Le confrère joignit sa voix louangeuse à celle du directeur. Puis la conversation s’arrêta à nouveau. L’auteur du Désir d’Henriette prit congé, et s’en alla vers des arbres, au bois de Boulogne. C’était la première journée de printemps ; avec un léger effort et de la littérature, il lui trouva un certain charme.
Le spectateur de la “Générale”
Faut-il donner des répétitions générales ? Ne vaut-il pas mieux entrer tout de suite en contact avec le grand public, sans passer au préalable devant un aréopage un peu dur ?
Les jeunes auteurs sont et ont raison d’être partisans de ces représentations préliminaires. C’est le public des générales qui fait les gloires.
Mais c’est aussi lui qui les défait. Alors il vaut mieux pour les vieux maîtres ne pas courir cette épreuve redoutable.
Moi qui écris ceci, je n’aurai d’avis sur ce sujet qu’après ma prochaine générale. Comme j’aurai eu une grande confiance dans mon nouvel ouvrage (dont je ne connais encore ni le thème ni le titre), je n’aurai pas hésité à affronter des juges, tant il m’aura semblé impossible qu’ils ne me donnent pas raison.
Si la générale est mauvaise, je dirai qu’ils sont odieux, et je prendrai la résolution de ne plus donner de générales. Cette résolution durera jusqu’au moment où j’aurai entrepris la pièce d’après, certaine celle-là d’enlever tous les suffrages.
Si vous voulez bien, passons dans la salle et tâchons de retrouver les sentiments qui nous ont agités, quand nous avons assisté comme spectateurs à la générale d’autrui.
Le rideau se lève. A moins d’être pris tout de suite par une sensationnelle entrée en action, le spectateur, aux premières scènes, éprouve un sentiment d’ennui à se trouver en présence de gens qu’il ne connaît pas. Ils racontent leurs histoires de famille et il se fait l’effet d’être un intrus.

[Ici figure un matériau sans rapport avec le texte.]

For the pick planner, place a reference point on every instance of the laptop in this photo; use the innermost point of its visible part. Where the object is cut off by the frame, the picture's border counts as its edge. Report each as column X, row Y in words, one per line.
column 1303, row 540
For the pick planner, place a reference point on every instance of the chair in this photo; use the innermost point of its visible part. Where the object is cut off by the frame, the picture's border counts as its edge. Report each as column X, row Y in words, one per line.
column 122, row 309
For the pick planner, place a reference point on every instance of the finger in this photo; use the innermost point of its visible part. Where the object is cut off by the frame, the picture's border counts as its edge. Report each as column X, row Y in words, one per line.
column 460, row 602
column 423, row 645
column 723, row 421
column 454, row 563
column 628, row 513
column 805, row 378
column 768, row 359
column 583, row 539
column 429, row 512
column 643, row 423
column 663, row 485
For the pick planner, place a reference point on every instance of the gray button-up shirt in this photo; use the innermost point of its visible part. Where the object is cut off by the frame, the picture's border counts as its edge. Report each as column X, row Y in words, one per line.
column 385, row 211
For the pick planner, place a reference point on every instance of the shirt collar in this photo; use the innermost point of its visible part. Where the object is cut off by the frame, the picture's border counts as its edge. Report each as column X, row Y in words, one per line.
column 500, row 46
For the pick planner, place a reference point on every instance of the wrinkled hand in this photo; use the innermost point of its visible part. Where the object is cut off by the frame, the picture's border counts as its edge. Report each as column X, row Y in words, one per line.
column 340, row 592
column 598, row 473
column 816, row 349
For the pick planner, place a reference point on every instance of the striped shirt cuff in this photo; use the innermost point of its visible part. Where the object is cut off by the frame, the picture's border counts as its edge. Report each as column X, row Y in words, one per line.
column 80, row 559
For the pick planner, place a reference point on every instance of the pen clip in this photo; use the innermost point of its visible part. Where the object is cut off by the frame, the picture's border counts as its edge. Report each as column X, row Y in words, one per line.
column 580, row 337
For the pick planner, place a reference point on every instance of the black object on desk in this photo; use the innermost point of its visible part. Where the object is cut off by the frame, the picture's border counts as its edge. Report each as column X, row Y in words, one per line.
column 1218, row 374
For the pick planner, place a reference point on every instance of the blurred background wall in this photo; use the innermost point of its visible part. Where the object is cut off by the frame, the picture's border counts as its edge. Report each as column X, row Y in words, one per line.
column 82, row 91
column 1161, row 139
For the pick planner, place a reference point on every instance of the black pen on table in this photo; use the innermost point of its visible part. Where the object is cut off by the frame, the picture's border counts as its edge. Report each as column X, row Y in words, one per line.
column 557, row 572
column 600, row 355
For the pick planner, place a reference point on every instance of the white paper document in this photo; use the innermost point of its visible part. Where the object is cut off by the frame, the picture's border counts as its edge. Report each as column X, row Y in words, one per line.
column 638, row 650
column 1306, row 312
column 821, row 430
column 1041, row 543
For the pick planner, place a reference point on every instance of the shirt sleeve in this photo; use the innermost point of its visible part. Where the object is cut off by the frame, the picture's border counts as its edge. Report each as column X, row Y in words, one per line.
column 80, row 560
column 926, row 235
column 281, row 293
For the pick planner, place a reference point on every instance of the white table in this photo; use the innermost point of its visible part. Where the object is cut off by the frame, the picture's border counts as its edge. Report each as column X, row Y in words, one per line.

Puis, dès la première réplique qui l’accroche, il se dépêche de prendre un parti, comme s’il avait le feu au derrière, et de se déclarer à lui-même que c’est très bien. Si, par contre, la scène lui déplaît, il désire que la pièce soit très mauvaise. Car il est là pour s’amuser, c’est-à-dire pour rendre des jugements bien catégoriques dans un sens ou dans un autre. Et s’il a décidé que la pièce ne vaut rien, il verra venir avec irritation d’autres passages qui ont l’air d’être bons et vont peut-être l’obliger à déranger et à bousculer son opinion.